Alexandria Ocasio-Cortez and Pete Buttigieg are young. But that's not what we should judge them on.
Children are generally not smart about politics.
That's not a slight on children, nor is it a suggestion that politics is a uniquely complex subject. It's not even to say that kids can't be right about politics — so long as we remember right and smart are not the same thing.
Unfortunately, we rarely do remember, as there is something about combining youth and politics which divests us of our common sense. We treat youth like a concentrating factor: It makes right statements better and wrong ones worse. When the children say something we like, they're precocious and important, and we jaded adults must heed the beautiful wisdom of youth. (This is how sincere iterations of "woke toddler" happen.) And when they offer views we oppose, they're just dumb kids who shouldn't be taken seriously. (This is how we get cruel brush-offs of teenage shooting survivors.)
That changeable fixation on youth sprouts up on right and left alike. A decade ago, many conservatives swooned for Jonathan Krohn, a besuited wunderkind who spoke at CPAC and landed a book deal at the tender age of 13. By 17, the author of Defining Conservatism was no longer a conservative. His early punditry was "naive," Krohn told Politico. "It's a 13-year-old kid saying stuff that he had heard for a long time. ... I live in Georgia. We're inundated with conservative talk in Georgia."
Indeed. And this would be obvious to all of us in any other context: A 13-year-old offering "their" ideas is mostly parroting what they've heard from adults they love and respect. This is not a bad thing! Imitative learning is an important part of childhood development; it helps us learn to speak, and it can help us learn to think, too — including about politics. But a child's ability to compellingly echo political perspectives is no indicator of those perspectives' value. Policy does not gain or lose merit because it comes from the mouth of babes.
Nor is it magically made simple by the fervor of youth. This spring has seen the fête of Greta Thunberg, a 16-year-old Swedish girl whose environmental activism netted her a nomination for the Nobel Peace Prize.

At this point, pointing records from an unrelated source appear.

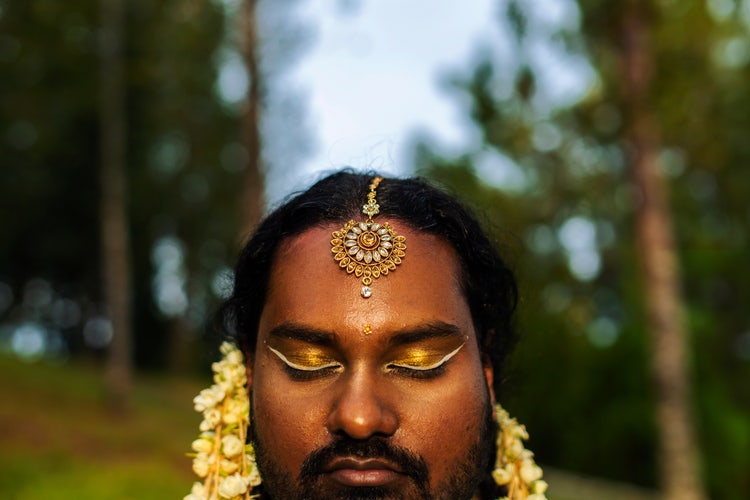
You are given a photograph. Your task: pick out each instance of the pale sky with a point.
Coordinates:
(372, 78)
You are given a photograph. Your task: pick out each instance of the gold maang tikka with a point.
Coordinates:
(368, 249)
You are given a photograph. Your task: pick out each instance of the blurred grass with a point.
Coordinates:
(61, 441)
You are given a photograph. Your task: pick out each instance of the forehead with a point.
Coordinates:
(308, 287)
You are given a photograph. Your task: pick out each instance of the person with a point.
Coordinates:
(375, 318)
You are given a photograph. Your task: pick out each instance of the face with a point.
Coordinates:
(384, 397)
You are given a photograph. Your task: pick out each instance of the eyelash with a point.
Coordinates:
(305, 375)
(417, 374)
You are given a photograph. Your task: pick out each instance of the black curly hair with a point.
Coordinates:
(488, 283)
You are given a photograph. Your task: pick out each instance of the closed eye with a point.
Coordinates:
(419, 360)
(308, 363)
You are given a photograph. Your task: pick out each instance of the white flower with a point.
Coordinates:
(203, 444)
(208, 398)
(236, 409)
(530, 472)
(202, 464)
(198, 492)
(232, 486)
(228, 467)
(231, 445)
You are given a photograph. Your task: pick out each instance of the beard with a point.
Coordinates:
(470, 470)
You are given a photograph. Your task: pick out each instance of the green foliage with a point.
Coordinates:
(581, 380)
(60, 442)
(183, 158)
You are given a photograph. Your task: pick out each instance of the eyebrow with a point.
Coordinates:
(427, 331)
(303, 333)
(410, 335)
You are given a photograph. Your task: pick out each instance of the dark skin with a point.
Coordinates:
(385, 396)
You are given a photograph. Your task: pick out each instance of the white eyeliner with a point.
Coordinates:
(291, 364)
(431, 367)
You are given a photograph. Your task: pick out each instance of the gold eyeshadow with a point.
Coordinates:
(306, 359)
(421, 356)
(424, 358)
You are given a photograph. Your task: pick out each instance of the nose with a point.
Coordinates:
(360, 409)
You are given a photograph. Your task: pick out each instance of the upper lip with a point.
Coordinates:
(361, 464)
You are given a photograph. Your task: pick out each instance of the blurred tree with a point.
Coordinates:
(678, 454)
(554, 168)
(186, 160)
(252, 199)
(115, 242)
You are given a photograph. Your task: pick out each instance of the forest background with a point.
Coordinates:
(127, 184)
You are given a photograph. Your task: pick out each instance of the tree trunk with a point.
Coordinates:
(660, 275)
(114, 220)
(252, 197)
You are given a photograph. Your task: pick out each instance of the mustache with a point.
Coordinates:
(408, 462)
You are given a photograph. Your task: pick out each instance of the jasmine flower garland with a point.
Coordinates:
(226, 464)
(222, 460)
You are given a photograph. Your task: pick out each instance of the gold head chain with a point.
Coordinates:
(368, 249)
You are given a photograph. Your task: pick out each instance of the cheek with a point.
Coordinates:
(456, 414)
(289, 426)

Thunberg is admirably determined and passionate — but she is also very much 16, declaring at Davos in January that it is "a lie" to say "nothing is black and white" and that the proper response to climate change is daily "panic" and "fear."
Thunberg may well maintain her present policy recommendations into adulthood, but her arguments will hopefully evolve. As we'd easily recognize where less inflammatory topics are concerned, older teenagers are capable of critical and original thinking, but they have limited life experience and tend to approach complicated topics with insufficient nuance.
When you're 16 or 18, it's easy to get excited about big ideas. It's rather more difficult to understand why rational, well-intentioned people might disagree with what strikes you as obviously, necessarily correct. Empathy requires practice, as does a fair weighing of competing practical considerations. We’re apt to forget it once an earnest teenager starts giving winning voice to views we share, but none of this changes when the context is political.
Yet perhaps even more troublesome than how we handle actual youth in politics is the way we expand this category well beyond its normal limits.
South Bend, Indiana, Mayor Pete Buttigieg, the newest official entrant to the Democratic primary race, will almost certainly be decried by some for his youth, as his 37 years are young by presidential standards. Or witness the treatment accorded by her critics to Rep. Alexandria Ocasio-Cortez (D-N.Y.), aged 29. "The Green New Deal, done by a young bartender, 29 years old," President Trump recently sneered at her signature policy proposal. "A young bartender, wonderful young woman."
Ocasio-Cortez is young by the graying standards of Capitol Hill, sure, but she's hardly a child. She's older than at least three signers of the Declaration of Independence, and barely younger than Thomas Jefferson was — 33 — when he wrote it. Adulthood may arrive a bit later now than in 1776, but in every situation outside politics, a 29-year-old is an adult and is treated as such in all respects.
The same should be true inside the beltway. Ocasio-Cortez's age may be relevant to her electability or representation of her district (the median age in the Bronx is 31). It might give us insight into why she thinks as she does or help explain her public appeal. But it should have no bearing on our evaluation of her ideas.
A 29-year-old member of Congress (or a 37-year-old presidential candidate) deserves no special dismissal or praise, scrutiny or leeway for their age. I don't expect Trump to recognize this, but surely the rest of us can do better. In politics as in any other realm, we can learn to treat children as children and adults as adults.